New chief executive unveils plans to target sales of between £800m and £1bn from its international o

Marks and Spencer's new chief executive Marc Bolland on Tuesday unveiled plans to bolster the company's overall brand image while targeting sales of between £800m and £1bn from its international operations, excluding the Republic of Ireland over the next four years.

Bolland, who joined M&S in May, elaborated in detail his strategic review for the retailer whereby the company will increase capital expenditure to £850m to £900m over the next three years to fund the plans.

Bolland's vision involves ditching its Portfolio fashion brand, stopping electrical products sales, scaling back the number of non-M&S food lines from 400 to 100, and revamping the retailer's website.

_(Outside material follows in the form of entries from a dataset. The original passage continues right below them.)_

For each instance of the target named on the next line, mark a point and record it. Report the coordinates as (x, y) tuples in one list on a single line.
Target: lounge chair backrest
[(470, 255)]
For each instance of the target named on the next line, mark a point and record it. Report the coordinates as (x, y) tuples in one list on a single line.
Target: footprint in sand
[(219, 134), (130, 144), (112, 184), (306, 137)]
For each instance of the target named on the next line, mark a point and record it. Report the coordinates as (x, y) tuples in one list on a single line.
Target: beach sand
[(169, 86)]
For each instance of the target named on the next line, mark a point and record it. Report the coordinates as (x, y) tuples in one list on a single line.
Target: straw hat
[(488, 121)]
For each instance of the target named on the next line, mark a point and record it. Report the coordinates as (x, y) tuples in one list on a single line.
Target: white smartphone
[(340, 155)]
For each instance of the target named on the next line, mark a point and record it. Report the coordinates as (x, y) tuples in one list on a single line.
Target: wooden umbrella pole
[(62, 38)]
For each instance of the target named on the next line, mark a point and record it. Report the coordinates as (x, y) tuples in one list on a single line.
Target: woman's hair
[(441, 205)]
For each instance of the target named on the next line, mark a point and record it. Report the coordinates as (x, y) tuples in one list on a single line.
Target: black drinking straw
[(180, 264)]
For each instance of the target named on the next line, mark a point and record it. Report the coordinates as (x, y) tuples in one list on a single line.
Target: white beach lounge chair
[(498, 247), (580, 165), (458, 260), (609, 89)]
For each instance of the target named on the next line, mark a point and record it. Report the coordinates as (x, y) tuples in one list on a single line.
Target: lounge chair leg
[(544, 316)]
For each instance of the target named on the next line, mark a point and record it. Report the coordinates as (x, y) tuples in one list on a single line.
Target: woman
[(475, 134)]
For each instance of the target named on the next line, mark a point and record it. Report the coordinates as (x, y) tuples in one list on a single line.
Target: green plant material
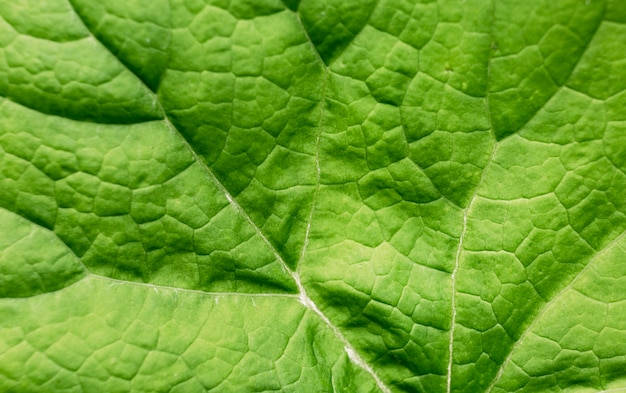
[(312, 196)]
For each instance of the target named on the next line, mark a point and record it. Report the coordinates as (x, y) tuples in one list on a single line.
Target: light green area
[(305, 196)]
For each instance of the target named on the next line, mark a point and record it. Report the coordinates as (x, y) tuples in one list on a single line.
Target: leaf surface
[(390, 196)]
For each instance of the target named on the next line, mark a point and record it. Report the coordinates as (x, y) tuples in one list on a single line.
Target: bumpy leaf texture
[(312, 196)]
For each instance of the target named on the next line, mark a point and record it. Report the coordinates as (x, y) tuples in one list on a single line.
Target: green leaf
[(312, 196)]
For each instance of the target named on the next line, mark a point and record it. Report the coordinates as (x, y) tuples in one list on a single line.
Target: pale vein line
[(456, 268), (549, 305), (303, 297), (318, 170)]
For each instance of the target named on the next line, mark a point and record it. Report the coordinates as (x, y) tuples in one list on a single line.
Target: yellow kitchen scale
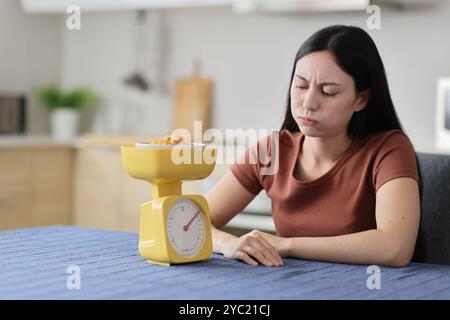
[(174, 228)]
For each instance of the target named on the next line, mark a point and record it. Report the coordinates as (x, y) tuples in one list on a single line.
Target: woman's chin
[(308, 131)]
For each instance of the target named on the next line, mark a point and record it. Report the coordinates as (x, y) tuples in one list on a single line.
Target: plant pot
[(64, 124)]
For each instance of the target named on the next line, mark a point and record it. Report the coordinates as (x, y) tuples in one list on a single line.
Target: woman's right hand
[(252, 248)]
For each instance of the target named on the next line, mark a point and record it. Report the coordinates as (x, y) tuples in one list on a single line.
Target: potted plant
[(64, 107)]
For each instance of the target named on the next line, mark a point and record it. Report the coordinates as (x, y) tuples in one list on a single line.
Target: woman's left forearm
[(367, 247)]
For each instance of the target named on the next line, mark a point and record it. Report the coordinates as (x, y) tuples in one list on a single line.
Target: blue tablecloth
[(34, 265)]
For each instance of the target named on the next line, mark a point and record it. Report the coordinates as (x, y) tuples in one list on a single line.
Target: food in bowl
[(168, 139)]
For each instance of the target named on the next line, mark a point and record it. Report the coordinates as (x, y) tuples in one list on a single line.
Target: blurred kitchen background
[(154, 64)]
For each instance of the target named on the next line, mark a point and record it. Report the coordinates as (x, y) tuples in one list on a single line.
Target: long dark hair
[(356, 54)]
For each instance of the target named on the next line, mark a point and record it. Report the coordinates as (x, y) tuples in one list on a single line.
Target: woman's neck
[(320, 151)]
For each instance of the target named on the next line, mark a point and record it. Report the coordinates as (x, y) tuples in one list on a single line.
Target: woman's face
[(323, 97)]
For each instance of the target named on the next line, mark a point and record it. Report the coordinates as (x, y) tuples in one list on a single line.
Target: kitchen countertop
[(20, 141), (23, 141), (38, 263)]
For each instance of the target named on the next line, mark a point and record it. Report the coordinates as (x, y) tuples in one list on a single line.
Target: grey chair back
[(433, 242)]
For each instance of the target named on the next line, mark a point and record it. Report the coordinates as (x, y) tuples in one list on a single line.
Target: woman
[(347, 186)]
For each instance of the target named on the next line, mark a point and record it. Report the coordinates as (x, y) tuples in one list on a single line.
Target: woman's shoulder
[(387, 136), (387, 141)]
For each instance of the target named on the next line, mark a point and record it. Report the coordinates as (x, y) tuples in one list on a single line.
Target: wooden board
[(193, 102)]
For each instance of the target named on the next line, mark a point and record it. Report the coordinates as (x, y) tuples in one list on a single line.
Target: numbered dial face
[(186, 227)]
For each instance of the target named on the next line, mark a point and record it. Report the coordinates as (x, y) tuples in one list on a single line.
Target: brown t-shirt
[(341, 201)]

The company also announced a new marketing strapline - 'Only at M&S' - with the aim to distance the retailer from the "crowded, low-margin" supermarket-dominated part of the food market.

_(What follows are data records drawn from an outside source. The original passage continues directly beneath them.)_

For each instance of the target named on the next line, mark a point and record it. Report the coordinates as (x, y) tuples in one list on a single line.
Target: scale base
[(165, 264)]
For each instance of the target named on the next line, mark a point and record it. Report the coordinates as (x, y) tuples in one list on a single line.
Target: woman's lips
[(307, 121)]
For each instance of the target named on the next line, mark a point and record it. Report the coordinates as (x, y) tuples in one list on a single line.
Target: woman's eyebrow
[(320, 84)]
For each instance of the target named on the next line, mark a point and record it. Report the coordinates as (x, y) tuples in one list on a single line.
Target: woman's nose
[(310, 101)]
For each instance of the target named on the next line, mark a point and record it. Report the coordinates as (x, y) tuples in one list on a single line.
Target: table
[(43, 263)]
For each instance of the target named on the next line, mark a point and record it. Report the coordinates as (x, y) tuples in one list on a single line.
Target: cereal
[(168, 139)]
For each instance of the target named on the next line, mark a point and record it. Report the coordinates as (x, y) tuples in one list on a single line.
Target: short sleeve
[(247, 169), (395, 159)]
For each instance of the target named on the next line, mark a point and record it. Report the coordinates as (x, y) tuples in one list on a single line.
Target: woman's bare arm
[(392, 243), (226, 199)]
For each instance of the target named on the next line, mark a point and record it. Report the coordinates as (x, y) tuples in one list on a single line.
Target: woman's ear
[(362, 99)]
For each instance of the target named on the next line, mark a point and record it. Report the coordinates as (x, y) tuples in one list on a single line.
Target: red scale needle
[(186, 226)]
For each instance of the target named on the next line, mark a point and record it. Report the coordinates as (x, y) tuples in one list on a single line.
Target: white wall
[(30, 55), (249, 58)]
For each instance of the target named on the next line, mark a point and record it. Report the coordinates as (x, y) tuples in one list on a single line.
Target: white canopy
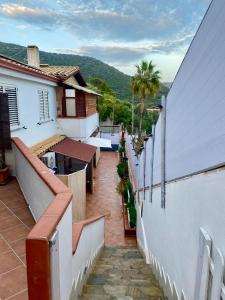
[(99, 142)]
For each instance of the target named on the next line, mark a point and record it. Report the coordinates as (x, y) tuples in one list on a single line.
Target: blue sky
[(118, 32)]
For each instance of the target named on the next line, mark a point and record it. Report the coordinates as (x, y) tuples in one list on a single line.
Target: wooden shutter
[(13, 106), (44, 105), (5, 140)]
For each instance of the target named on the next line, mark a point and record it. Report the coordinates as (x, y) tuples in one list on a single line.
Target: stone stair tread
[(122, 274), (123, 290), (114, 279), (87, 296)]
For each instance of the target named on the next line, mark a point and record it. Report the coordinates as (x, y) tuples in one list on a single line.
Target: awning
[(74, 149), (81, 88), (44, 146), (99, 142)]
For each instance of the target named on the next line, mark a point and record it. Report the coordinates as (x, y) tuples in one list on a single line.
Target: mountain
[(90, 67)]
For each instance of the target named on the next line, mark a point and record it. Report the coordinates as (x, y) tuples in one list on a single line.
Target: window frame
[(46, 114), (70, 98)]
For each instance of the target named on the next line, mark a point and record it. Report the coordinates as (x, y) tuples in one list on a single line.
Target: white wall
[(28, 106), (64, 229), (173, 233), (79, 129), (195, 142), (93, 236)]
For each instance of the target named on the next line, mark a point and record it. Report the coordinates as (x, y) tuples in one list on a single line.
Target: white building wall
[(173, 233), (28, 106), (195, 142)]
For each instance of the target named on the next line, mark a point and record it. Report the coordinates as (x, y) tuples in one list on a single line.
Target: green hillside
[(90, 67)]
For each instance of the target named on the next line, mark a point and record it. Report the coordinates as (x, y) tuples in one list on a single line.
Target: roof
[(81, 88), (74, 149), (60, 71), (16, 65), (43, 146)]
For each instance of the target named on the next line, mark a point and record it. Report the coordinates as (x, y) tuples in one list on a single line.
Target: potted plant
[(4, 170)]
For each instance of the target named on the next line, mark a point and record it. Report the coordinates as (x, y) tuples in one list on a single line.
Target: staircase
[(121, 273)]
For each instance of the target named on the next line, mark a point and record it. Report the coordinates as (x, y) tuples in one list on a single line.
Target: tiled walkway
[(15, 223), (106, 200)]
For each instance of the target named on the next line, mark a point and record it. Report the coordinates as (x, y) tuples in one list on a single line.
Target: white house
[(32, 100), (182, 234)]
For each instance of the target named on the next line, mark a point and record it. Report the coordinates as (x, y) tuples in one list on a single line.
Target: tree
[(146, 82)]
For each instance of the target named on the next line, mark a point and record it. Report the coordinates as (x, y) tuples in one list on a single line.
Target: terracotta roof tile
[(24, 68), (61, 71)]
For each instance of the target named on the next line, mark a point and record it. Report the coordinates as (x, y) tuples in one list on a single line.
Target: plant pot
[(128, 231), (4, 175)]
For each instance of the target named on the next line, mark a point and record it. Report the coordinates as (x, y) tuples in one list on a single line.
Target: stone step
[(119, 277), (122, 274), (99, 279), (87, 296), (121, 291)]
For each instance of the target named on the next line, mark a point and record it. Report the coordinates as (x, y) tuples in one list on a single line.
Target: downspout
[(152, 163), (144, 167)]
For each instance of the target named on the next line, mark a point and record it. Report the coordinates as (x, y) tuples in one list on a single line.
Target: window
[(13, 105), (70, 103), (44, 105)]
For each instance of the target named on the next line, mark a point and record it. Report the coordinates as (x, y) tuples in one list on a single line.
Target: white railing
[(89, 246), (37, 194), (210, 271)]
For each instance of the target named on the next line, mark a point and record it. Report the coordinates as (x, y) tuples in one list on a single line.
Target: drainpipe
[(144, 167), (152, 163), (132, 117), (163, 152)]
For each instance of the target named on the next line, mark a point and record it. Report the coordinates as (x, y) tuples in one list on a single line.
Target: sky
[(121, 33)]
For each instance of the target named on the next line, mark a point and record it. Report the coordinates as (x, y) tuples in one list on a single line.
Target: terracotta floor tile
[(106, 200), (19, 246), (21, 296), (3, 246), (23, 258), (8, 261), (8, 223), (13, 282)]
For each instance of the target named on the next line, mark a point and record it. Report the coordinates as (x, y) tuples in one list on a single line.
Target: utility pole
[(163, 152), (132, 117)]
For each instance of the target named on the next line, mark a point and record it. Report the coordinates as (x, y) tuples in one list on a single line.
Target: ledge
[(37, 242), (78, 228)]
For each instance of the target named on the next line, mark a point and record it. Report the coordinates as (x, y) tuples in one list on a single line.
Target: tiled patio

Further, the company will embark on an overseas expansion drive to reduce its "dependency on the UK economic cycle".
As part of the online growth, M&S will stop using Amazon as its online partner in 2013 and build and manage its own new platform for www.marksandspencers.com.

Bolland revealed his ambitious plans as M&S reported that pretax profit rose 17 per cent to £348.6m in the six months to October with overall sales rising 5.4 per cent to £4.56bn. Its interim dividend increased 12.7 per cent to 6.2p.